When I was working on the task of how to control job’s status on the primary or secondary AG replica, I asked myself, “What happens if somebody accidently starts a job on secondary replica and this job does harm?” It took me a while to find a solution that would not be very intrusive, but at the same time protects against such the incidents. The idea is very simple. What if the very first step in the job is checking the role of the AG replica, then, if it runs in the secondary replica, fail the step and job?
This idea was implemented on all jobs that should not run in secondary AG replica. First, I added special error message to the servers.
USE master; GO EXEC sp_addmessage @msgnum = 99999, @severity = 16, @msgtext = N'SQL Server is not the primary replica in AG. Job should not be running.', @lang = 'us_english', @with_log = 'TRUE', @replace = 'replace' ; go
Then I test the code that will be running as a step #1 in each job, which has to be enabled or disabled on the primary or secondary servers.
DECLARE @AGName sysname = 'testAG'; IF (select master.ags.udf_AGHadrGroupIsPrimary (@AGName) ) = 'N' raiserror (99999,16,1);
Then I tested the code which allows me to add the step to the job to prevent accidental job firing and minimize the headaches in the future.

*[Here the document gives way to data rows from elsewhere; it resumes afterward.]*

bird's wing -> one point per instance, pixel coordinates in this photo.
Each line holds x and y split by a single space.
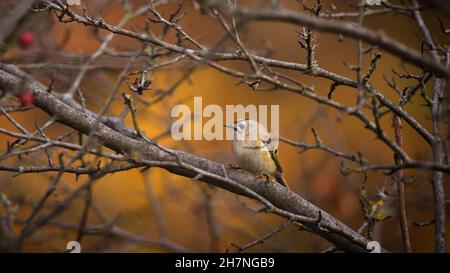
274 155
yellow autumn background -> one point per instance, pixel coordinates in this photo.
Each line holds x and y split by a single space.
190 208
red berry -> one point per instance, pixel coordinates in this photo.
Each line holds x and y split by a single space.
26 98
26 39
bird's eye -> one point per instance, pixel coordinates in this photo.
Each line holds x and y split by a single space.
241 126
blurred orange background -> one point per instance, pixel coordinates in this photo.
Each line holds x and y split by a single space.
314 174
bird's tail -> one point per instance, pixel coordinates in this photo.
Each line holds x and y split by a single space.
280 179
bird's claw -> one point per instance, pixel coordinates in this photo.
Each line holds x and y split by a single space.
264 176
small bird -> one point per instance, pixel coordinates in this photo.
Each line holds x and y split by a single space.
255 150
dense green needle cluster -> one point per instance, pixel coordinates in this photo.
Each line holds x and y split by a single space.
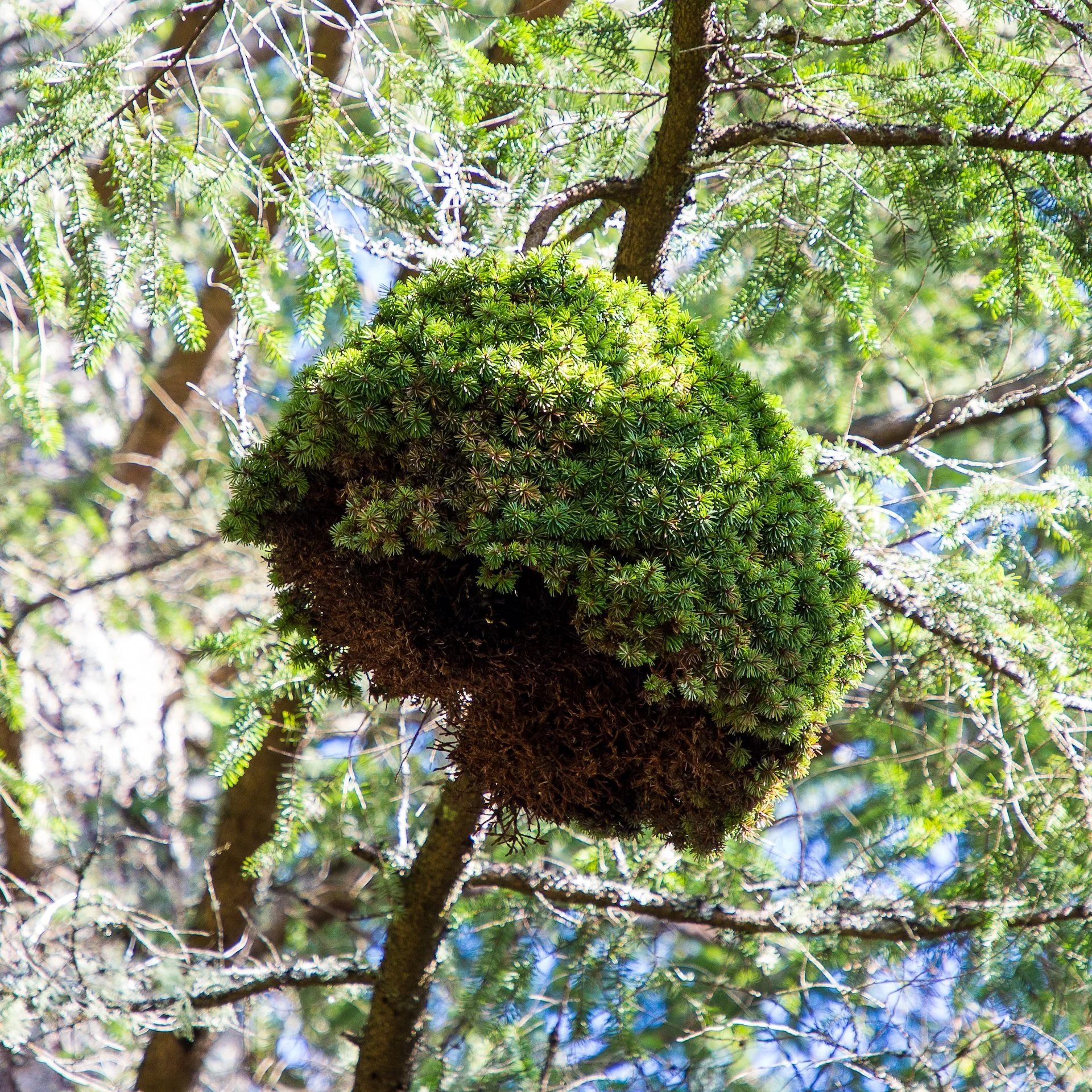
536 416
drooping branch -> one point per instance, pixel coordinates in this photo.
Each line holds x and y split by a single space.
897 921
413 938
168 63
878 135
662 191
792 35
184 369
618 191
247 820
900 428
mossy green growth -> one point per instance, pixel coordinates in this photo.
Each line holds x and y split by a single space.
536 415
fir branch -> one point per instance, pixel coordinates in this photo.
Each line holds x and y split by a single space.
663 187
898 597
236 984
793 35
185 367
134 101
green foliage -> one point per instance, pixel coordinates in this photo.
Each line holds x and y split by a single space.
534 414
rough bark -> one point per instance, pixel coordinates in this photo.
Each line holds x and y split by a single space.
413 937
151 433
615 191
247 820
895 921
669 176
19 857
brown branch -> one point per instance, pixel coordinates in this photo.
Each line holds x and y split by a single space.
248 981
898 597
184 369
24 610
20 859
618 191
894 922
133 102
668 178
413 937
247 820
857 134
891 432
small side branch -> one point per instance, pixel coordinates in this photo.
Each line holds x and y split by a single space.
24 610
891 592
618 191
236 984
792 35
891 432
899 921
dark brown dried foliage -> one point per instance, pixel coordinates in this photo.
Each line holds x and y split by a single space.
553 731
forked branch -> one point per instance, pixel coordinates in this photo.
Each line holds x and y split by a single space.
618 191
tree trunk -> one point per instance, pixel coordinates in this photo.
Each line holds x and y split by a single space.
401 992
19 859
651 216
247 820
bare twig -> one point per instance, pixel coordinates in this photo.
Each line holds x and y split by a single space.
24 610
892 432
897 921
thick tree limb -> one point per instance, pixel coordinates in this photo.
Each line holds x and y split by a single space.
151 433
884 136
894 593
617 191
900 428
897 921
413 937
247 820
652 212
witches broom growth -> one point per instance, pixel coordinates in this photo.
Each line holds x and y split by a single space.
535 495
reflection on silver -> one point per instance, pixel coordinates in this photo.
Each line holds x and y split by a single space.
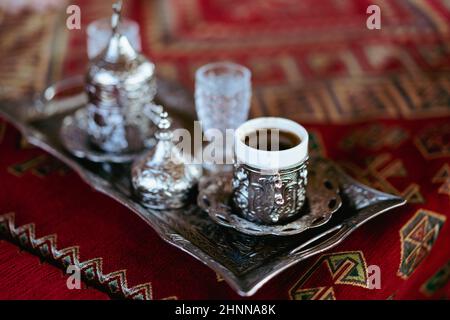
245 262
162 179
322 201
119 83
74 137
269 198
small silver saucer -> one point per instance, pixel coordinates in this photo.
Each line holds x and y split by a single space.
75 139
322 195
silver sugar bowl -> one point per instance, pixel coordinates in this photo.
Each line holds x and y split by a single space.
163 178
269 185
120 82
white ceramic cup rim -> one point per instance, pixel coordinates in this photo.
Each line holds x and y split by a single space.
271 160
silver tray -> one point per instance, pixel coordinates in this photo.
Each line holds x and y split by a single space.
245 262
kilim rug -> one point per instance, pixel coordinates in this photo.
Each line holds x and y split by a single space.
376 101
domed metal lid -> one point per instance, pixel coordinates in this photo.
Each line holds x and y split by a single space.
119 63
162 178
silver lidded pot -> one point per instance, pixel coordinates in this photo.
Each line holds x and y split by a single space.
163 178
120 82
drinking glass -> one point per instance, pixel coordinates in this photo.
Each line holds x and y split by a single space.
222 99
99 32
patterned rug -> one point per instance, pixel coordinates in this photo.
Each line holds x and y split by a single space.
376 101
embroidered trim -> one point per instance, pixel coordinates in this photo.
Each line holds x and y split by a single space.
114 283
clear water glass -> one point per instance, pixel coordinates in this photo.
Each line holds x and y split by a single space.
222 95
99 32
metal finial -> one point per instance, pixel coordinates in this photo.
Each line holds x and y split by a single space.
117 12
164 124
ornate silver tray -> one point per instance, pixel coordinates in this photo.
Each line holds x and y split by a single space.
322 200
245 262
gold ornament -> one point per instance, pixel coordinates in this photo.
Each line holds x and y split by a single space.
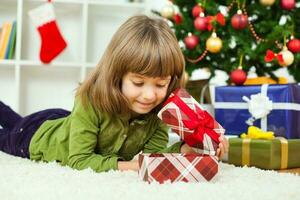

declare @jobnm varchar(255); set @jobnm = 'TestJob'; EXEC sp_add_jobstep @job_name = @jobnm , @step_id = 1, @step_name = N'Test If Server is the Primary replica in AG1', @subsystem = N'TSQL', @command = N'declare @AGCode sysname = ''AG01''; IF (select master.ags.udf_AGHadrGroupIsPrimary (@AGCode) ) = ''N'' raiserror (99999,16,1);', @retry_attempts = 0, @retry_interval = 0 , @on_success_action = 3, @on_fail_action = 2; GO
The parameter, @on_success_action, = 3 means that on success of the step, the job will execute the next job step. The parameter, @on_fail_action, = 2 means quit the job reporting failure.
Finally, the code for all necessary jobs is to be modified by adding step one.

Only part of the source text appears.